Yemen's Qaeda threatens to kill US hostage in video

Yemen's Qaeda threatens to kill US hostage in video
Luke Somers, a 33-year old journalist, appears at the end of a video released by al-Qaeda in the Arabian Peninsula, saying that his "life is in danger".
2 min read
04 December, 2014
Hadhramaut, where Somers is believed to be, is largely beyond the Yemeni government's control (AFP)
Yemen's local affiliate of al-Qaeda, al-Qaeda in the Arabian Peninsula (AQAP) has threatened to kill Luke Somers, a British-born American journalist who was kidnapped in Sanaa in September last year.

The threat came in a video posted on Wednesday night, and follows a raid last week by United States commandos and Yemeni troops in Hadhramaut, eastern Yemen. Eight hostages were freed in the raid and the militants holding them were killed.

Appearing composed, Somers addresses the camera while seated in front of green trees.

"I'm looking for any help that can get me out of this situation," Somers said. "I'm certain that my life is in danger. So as I sit here now, I ask if anything can be done, please let it be done."

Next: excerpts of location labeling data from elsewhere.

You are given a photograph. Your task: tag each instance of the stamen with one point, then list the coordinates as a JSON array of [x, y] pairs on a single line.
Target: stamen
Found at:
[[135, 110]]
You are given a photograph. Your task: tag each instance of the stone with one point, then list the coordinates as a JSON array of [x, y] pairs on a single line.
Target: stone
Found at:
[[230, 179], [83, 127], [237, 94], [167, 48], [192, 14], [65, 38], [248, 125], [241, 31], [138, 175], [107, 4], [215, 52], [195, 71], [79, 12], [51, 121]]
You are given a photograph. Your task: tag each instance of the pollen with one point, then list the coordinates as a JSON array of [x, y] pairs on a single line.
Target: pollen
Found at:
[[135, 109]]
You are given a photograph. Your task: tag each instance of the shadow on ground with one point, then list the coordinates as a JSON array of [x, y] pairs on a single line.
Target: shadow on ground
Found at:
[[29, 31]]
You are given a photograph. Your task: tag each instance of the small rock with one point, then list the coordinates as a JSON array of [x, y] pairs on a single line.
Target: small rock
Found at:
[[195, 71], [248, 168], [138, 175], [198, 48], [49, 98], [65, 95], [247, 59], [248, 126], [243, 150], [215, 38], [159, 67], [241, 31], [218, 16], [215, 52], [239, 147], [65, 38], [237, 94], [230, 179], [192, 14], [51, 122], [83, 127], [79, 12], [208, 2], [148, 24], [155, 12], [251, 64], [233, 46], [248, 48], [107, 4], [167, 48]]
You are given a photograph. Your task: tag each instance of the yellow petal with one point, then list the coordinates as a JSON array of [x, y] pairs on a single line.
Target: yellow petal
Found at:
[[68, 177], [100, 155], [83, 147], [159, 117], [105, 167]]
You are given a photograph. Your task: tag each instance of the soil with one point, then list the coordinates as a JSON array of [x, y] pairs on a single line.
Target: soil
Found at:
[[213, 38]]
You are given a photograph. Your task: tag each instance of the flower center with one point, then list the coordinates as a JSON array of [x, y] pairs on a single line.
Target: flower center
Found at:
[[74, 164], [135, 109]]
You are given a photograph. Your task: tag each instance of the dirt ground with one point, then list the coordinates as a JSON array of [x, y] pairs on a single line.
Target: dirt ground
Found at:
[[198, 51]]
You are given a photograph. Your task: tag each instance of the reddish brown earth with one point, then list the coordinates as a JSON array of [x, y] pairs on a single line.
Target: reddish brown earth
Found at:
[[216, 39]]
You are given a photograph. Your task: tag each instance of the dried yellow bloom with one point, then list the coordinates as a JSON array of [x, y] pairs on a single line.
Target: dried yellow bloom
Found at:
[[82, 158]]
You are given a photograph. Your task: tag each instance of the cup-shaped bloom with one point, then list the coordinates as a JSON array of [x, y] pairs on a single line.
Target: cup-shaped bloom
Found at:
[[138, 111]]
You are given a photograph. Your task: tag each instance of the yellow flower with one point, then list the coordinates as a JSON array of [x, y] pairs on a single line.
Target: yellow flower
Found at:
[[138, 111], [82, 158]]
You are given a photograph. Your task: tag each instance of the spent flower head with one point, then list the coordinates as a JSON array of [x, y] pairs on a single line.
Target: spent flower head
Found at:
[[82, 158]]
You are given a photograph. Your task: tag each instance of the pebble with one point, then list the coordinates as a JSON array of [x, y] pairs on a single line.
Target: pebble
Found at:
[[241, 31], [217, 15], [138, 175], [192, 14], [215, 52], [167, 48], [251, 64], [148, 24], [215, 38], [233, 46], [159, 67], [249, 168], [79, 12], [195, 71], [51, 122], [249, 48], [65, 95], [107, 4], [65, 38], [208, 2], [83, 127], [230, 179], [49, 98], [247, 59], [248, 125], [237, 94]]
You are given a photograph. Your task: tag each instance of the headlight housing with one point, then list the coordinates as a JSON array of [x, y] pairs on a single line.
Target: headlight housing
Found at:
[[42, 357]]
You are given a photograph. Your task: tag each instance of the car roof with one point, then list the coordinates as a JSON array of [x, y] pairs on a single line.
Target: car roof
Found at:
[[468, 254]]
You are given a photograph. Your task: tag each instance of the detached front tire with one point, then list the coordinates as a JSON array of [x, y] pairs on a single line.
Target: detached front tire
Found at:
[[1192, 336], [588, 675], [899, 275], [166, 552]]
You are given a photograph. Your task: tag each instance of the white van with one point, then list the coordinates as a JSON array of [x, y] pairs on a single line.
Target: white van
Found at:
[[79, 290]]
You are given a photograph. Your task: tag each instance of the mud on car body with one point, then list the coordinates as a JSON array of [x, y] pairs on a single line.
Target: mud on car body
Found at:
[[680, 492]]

Immediately preceding Somers' appearance was a statement by an AQAP leader, Nasr al-Anesi, in which he directly referred to last week's raid, saying that a number of militants had been killed, and warning the US government to not attempt a similar move again.

"We give the US government three days... to meet our demands," al-Anesi said. "Or else our American hostage will meet his fate."

It is unclear what AQAP's demands are, but an investigation by the New York Times this year discovered that al-Qaeda had made at least $125 million from kidnappings since 2008.

AQAP also regularly make reference to an end to US drone strikes in Yemen, which have killed numerous AQAP militants, as well as civilians.

Freeing Somers, along with a British and South African hostage, may have been the target of the US-Yemeni raid last week.

They are believed to have been moved from the location targeted only days before the raid.

Local press are reporting that Rasheed al-Habshi, a Yemeni government employee kidnapped by AQAP earlier this year, has been found dead in the town of al-Qatn, Hadhramaut.

Al-Habshi is believed to have been in the group of hostages moved with Somers, and was accused by AQAP of being a spy - something his family denied.

Yemen is a key US ally in the fight against al-Qaeda, allowing Washington to conduct a longstanding drone war against the group on its territory.

The militant group has exploited instability in the impoverished country since a 2011 uprising overthrew president Ali Abdullah Saleh.